A hit in the record price of $1.25 Million for the GTA Condos
In the year 2022, the month of March has seen the price of new constructions in the Greater Toronto Area (GTA) reach a new record of $1.25 million. Due to this, sales in the region have witnessed a change in their numbers, from a fast pace to a slightly slower one. The prices of the recently built condos and houses have definitely set a historical record, especially in the month of March. The rise in prices of the new constructions has led to a housing supply crisis in the region of Toronto. The year 2021 also witnessed the price of recently built single-family houses in the Greater Toronto Area hit a new benchmark.
According to the details and figures that were given by the Building Industry and Land Development Association (BILD), during the month of March 2022, the sum total of homes that were sold was approximately 4,115 homes. However, there was a 21% decrease as compared to the same month last year- 2021. But in spite of that, the total amount of sales in the month of March was still 12% greater than the area’s 10-year average. The standard price for new constructions of detached or semi-detached townhouses was up to $1.86 million in the month of February 2022. The prices of newly constructed condos have also been rising 13% percent every year up to $1.18 million, as stated by the Building Industry and Land Development Association (BILD).
Out of all the housing products, the condo apartments were the products that sold the most between the months of February and March. Approximately 3,277 settlements were made for units in high, medium, and low-rise buildings, including loft suites and stacked townhouses. The sales in condos during the month of March 2022 had significantly decreased to 7% as compared to last year March 2021, however, it was 34% higher than the 10-year average.
According to a few of the Building Industry and Land Development Association (BILD) personnel, there is too much demand for housing products, but too little supply. Due to this imbalance in the market, people will continue to witness an upward rise in the prices of housing products. There is a need to fundamentally rebalance the market. Without the rebalancing, the high prices of housing units could have an impact on the economic prospects of the Greater Toronto Area. The high costs could affect the future of the region. It could result in the slow migration of people leaving or moving outside the Greater Toronto Area. The rise in prices could have an effect on attracting people or workers to this area. It could also affect an important industry in the region, which could affect the economy. Could these problems be fixed by creating more supply?
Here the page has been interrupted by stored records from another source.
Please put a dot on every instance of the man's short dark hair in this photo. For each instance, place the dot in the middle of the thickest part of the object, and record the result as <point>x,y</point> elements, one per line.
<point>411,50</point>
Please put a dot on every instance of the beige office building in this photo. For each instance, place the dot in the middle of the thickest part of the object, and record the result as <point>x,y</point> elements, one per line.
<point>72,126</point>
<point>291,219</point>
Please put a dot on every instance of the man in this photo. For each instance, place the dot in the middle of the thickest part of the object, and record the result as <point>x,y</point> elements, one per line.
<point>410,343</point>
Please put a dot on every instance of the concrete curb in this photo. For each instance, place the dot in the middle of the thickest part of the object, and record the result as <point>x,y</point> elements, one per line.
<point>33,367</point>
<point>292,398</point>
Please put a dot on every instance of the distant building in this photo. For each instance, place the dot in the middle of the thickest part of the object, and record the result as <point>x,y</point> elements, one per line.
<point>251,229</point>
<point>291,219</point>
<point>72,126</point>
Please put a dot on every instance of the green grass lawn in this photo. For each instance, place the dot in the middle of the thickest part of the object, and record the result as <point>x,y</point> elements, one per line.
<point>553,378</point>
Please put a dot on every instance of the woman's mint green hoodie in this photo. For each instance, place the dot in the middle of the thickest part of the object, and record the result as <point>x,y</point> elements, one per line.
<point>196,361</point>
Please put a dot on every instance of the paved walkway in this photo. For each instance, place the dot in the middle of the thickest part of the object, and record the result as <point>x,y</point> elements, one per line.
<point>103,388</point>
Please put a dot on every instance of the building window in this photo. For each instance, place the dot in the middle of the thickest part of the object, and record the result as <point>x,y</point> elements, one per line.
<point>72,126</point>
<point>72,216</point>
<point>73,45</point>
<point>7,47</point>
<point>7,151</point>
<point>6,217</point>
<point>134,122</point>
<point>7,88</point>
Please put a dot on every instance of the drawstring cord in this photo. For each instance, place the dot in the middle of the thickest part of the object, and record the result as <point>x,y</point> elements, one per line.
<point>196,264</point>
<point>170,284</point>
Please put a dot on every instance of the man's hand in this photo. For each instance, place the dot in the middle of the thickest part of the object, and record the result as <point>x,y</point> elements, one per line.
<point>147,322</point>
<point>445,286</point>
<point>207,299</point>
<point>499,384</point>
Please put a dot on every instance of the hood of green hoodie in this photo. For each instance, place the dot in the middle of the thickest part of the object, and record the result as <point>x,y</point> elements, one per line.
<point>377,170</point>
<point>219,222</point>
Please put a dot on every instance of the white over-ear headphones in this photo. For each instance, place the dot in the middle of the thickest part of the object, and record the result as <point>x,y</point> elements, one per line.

The newly built single-family houses excluding the stacked townhouses but including the townhomes, linked, detached, and semi-detached homes- recorded up to 838 units purchased in the month of March. As compared to the same month last year, the single-family units that were purchased dropped down to 50% and were 32% lesser than the 10-year average. The region of York in Toronto recorded the bulk of single-family units that were purchased in March- approximately 254 housing units.
A monthly Building Industry and Land Development Association (BILD) report recently mentioned that the sum total of the new housing units sales was not impacted as much and the sales maintained a strong pace. However, there are a few signs indicating a slower pace of sales due to higher rates of interest and high costs, which will begin to affect demand.
As stated previously, the price of newly built condos in the Geater Toronto Area reached a historic record of $1,252,515 in the month of March, there was a 17.7% climb over the last year. The single-family housing units witnessed an even greater rate of price growth, which went from 27.3% over the last year to a benchmark of $1,838,396. The demand for housing units kept rising more than the supply in the month of March, leading to the skyrocket in prices as demand kept increasing.
As the sales of newly constructed homes and units slowed down or shifted to a slower pace as compared to March of the previous year, the demand for these newly built houses kept outpacing the supply, which left the region with a problem called as ‘inventory shortfall’. As mentioned by the CEO and President of The Building Industry and Land Development Association (BILD), the main focus now would be to keep an eye on the future and the long-term solution for constructing new houses and units. A rebalance of the market is essential.